In seguito alla perdita della madre per Proust arriva una rottura decisiva: il tempo si dispone ormai secondo un nuovo ordine. una tempo, con lei, e oggi, senza di lei. Al di là del dolore, insormontabile, ciò che si rende possibile con questa scomparsa, è senza dubbio la scrittura «pour de bon». Quella delle confidenze o delle allusioni che permettono di far filtrare o supporre dei costumi inconfessabili per l’epoca.
Ciò che è perduto per sempre è l’unità originale della madre e del figlio, la certezza d’essere amato – e dunque anche quella di potere amare. Alla ricerca del tempo perduto sorge dalla necessità di ricostruire tutte le altre relazioni (con la natura, la società, gli esseri desiderati, le opere d’arte), minacciate da questa separazione definitiva.
S’annuncia allora il ritiro dalla vita sociale. Comincia l’ingresso in una certa leggenda: la camera tappezzata di sughero del boulevard Haussmann. La vita a rovescio (dormire di giorno, scrivere di notte), il testa a testa con l’autista-segretario Agostinelli. In realtà il compagno, la cui partenza, indi la morte, qualche anno più tardi, provocherà in Proust una intensa sofferenza amorosa.

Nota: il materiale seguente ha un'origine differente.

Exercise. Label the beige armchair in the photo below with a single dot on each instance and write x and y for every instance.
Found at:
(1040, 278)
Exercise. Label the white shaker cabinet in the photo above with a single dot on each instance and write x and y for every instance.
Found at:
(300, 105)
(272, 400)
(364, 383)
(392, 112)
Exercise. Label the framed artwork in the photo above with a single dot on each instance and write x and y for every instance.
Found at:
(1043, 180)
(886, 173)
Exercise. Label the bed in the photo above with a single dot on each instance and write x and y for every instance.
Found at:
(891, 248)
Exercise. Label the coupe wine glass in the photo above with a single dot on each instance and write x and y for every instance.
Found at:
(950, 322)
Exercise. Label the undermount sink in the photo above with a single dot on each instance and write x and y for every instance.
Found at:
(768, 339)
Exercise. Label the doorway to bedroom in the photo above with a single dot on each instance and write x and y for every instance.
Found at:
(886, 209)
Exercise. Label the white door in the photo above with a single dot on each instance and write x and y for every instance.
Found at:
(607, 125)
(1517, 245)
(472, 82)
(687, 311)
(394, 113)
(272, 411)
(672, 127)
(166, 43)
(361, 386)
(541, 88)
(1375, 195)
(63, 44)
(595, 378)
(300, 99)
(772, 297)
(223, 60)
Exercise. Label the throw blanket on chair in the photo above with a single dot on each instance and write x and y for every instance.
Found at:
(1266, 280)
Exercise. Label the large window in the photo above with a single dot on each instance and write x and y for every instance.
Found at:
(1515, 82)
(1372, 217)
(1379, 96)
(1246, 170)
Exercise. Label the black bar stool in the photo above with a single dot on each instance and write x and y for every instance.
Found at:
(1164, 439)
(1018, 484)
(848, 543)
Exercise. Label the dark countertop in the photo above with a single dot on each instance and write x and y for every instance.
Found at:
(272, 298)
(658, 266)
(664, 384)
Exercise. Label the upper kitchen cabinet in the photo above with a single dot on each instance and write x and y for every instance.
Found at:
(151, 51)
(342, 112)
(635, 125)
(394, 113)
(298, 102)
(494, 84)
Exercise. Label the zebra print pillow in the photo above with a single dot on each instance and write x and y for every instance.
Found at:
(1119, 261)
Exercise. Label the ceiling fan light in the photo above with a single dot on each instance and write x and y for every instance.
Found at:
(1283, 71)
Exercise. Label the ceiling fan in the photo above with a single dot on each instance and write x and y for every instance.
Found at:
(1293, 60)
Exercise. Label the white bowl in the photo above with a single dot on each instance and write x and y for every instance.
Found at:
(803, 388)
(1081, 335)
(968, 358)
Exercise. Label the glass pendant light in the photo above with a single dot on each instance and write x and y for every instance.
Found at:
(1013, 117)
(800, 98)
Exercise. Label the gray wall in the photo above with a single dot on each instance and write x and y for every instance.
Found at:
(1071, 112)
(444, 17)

L’uomo alla ricerca del tempo perduto
È difficile riassumere in poche parole uno dei romanzi più importanti del XX secolo, la sua vita si snoda nel periodo compreso tra la repressione della Comune di Parigi e gli anni immediatamente successivi alla prima guerra mondiale. La trasformazione della società francese in quel periodo, con la crisi dell’aristocrazia e l’ascesa della borghesia durante la Terza Repubblica francese, trova nell’opera maggiore di Proust un’approfondita rappresentazione del mondo di allora. L’importanza di questo scrittore è tuttavia legata alla potenza espressiva della sua originale scrittura.
L’opera più importante di Marcel Proust è:“À la recherche du temps perdu”. Scritta tra il 1909 e il 1922, pubblicata in sette volumi tra il 1913 e il 1927. Si colloca tra i massimi capolavori della letteratura universale per vari motivi ma, soprattutto, per l’ambizione letteraria e filosofica che l’autore ripose in quest’opera. L’obiettivo era infatti quello di intuire di cosa il tempo è composto per cercare di fuggire il suo corso. In essa è racchiusa tutta l’evoluzione del pensiero dell’artista.
Ogni lettore, quando legge, legge se stesso. L’opera dello scrittore è soltanto una specie di strumento ottico che egli offre al lettore per permettergli di discernere quello che, senza libro, non avrebbe forse visto in se stesso.